After some algebraic simplification, I am left with,

$$\lim_{(t)\rightarrow (0)} \frac{a^\frac43c(1-\ln(e+bt))^\frac53}{t^\frac53(a^4+b^4+3^4c^4)}$$

This is where I am stuck because I cannot find a way to simplify this final expression. L'Hopital's rule doesn't seem to work because you are continually left in indeterminate form and I can't think of a way to work around the natural log to a power. After plugging the above equation into Wolfram, it says that this limit is equivalent to

$$\frac{a^\frac43(-b^\frac53)c}{e^\frac53\left(a^4+b^4+3^4c^4\right)}$$

as t approaches 0. This answer makes sense, because approaching along different lines with different values of a, b, and c through the point give you different limits, proving that the original limit to the original equation does not exist.

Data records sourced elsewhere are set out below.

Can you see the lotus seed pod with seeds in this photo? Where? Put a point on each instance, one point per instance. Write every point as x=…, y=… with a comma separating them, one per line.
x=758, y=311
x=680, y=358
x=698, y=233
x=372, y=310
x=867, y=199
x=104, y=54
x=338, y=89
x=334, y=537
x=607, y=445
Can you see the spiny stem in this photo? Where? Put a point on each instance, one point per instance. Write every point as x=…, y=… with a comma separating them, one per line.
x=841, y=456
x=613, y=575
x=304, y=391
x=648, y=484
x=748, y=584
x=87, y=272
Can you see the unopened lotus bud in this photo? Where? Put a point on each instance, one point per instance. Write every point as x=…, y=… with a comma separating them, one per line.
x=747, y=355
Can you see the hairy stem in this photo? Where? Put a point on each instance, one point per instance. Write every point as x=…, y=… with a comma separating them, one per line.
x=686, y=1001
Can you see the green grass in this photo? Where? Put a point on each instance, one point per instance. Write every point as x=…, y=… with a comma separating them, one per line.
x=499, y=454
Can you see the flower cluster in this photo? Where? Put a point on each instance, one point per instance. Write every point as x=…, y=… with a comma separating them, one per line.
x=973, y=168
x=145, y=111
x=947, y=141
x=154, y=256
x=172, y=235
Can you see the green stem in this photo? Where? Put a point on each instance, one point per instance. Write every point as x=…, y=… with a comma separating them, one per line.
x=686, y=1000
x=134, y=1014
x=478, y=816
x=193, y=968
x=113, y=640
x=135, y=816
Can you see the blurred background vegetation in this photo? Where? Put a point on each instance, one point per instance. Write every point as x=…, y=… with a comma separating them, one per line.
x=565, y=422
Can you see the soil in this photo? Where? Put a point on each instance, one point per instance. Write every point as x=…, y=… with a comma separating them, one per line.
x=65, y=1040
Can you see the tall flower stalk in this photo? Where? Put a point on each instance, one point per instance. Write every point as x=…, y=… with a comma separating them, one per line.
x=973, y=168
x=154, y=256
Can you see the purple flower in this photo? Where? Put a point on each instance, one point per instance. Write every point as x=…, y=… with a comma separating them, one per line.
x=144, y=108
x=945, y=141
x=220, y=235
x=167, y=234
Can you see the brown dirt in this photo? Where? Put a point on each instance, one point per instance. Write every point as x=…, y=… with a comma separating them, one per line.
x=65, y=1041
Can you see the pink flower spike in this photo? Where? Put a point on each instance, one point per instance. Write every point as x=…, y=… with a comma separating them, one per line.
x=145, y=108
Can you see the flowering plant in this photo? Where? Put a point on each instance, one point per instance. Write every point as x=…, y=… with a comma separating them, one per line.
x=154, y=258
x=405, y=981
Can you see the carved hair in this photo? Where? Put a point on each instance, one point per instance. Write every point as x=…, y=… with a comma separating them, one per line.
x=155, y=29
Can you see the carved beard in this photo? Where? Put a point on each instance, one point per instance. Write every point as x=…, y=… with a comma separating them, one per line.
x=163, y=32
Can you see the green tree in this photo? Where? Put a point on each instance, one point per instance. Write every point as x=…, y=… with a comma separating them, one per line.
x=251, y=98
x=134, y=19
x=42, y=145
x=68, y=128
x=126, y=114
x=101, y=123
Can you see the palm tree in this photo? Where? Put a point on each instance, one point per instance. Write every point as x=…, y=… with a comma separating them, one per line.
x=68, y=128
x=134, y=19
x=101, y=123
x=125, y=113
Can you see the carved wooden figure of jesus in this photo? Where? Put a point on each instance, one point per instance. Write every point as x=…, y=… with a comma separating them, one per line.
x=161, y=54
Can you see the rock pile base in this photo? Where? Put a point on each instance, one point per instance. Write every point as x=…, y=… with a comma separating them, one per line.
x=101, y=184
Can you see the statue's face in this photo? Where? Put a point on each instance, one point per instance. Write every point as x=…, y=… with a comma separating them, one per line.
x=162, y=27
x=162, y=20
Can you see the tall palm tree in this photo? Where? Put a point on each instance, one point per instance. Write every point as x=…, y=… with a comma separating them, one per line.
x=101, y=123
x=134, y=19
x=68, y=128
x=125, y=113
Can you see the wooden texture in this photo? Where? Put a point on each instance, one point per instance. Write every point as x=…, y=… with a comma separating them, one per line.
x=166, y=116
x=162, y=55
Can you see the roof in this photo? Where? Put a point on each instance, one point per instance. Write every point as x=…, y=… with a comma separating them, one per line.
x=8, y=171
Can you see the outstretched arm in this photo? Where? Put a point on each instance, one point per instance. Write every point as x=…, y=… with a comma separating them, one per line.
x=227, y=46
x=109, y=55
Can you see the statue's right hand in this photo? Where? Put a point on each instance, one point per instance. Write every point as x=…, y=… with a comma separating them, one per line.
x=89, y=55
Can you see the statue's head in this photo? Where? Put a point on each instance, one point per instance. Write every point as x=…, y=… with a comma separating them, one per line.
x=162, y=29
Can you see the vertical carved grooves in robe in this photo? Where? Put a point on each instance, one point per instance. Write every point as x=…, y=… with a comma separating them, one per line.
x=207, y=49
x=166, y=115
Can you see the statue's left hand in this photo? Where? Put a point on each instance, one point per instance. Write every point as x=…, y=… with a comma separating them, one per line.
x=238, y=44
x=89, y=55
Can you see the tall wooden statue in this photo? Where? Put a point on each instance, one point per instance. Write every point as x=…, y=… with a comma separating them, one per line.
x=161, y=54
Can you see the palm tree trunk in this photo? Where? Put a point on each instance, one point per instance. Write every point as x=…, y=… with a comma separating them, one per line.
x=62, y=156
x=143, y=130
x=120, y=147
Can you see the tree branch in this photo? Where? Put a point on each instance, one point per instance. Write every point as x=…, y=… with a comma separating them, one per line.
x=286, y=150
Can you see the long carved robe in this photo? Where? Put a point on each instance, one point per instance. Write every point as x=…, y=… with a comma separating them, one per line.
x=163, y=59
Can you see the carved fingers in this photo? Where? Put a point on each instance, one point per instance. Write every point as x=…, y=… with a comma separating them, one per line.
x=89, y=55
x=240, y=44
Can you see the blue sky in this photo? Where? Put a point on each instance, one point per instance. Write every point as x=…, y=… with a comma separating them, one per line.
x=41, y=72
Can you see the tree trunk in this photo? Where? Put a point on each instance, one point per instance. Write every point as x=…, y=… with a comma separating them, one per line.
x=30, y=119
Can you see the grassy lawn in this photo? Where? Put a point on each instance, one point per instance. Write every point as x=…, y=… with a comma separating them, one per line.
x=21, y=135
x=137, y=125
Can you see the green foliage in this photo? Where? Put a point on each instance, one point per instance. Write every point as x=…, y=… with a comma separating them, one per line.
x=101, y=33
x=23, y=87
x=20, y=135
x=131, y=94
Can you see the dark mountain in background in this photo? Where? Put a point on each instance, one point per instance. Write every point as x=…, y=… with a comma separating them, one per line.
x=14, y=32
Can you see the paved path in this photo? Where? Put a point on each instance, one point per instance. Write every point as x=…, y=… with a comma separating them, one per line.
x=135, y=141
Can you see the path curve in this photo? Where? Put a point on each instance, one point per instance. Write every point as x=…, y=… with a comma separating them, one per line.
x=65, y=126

If someone could explain how the final answer is developed from the limit, that would answer my question. Additionally, if any of my algebra or simplification was wrong along the way, please let me know. Finally, this is the method that we were instructed to use when proving that the limit does not exist.

Answer 1

Let $f(x,y,z):=\frac{\sqrt[3]{x^4}(1-ln(y))^\frac 53 (z+2/3)}{x^4+(y-e)^4+(3z+2)^4}.$

For $x>0$ we have

$f(x,e,- \frac{2}{3})=\frac{1}{x^{8/3}} \to \infty$ as $x \to 0^+.$

Answer 2

Use Taylor series around $t=0$ $$\log(e +b t)=1+\frac{b t}{e}-\frac{b^2 t^2}{2 e^2}+O\left(t^3\right)$$ $$1-\log(e +b t)=-\frac{b t}{e}+\frac{b^2 t^2}{2 e^2}+O\left(t^3\right)$$ $$(1-\log (e+b t))^{5/3}=\frac{(-b)^{5/3} t^{5/3}}{e^{5/3}}+\frac{5 (-b)^{8/3} t^{8/3}}{6 e^{8/3}}+O\left(t^{11/3}\right)$$

Answer 3

I'd first do the substitutions $x=X^3$, $y=(1+Y)e$ and $z=Z-2/3$, so the limit becomes $$ \lim_{(X,Y,Z)\to(0,0,0)}\frac{-X^4(\ln(1+Y))^{5/3}Z}{X^{12}+e^4Y^4+81Z^4} $$ Now, for $X=at$, $Y=b^3t^3$, $Z=ct^3$, we get $$ \frac{-a^4ct^7(\ln(1+b^3t^3))^{5/3}}{t^{12}(a^{12}+e^4b^{12}+81c^4)} $$ The logarithmic term is $$ (\ln(1+b^3t^3))^{5/3}=(b^3t^3+o(t^3))^{5/3}=b^5t^5+o(t^5) $$ so we finally get $$ \frac{-a^4b^5c+o(1)}{a^{12}+e^4b^{12}+81c^4} $$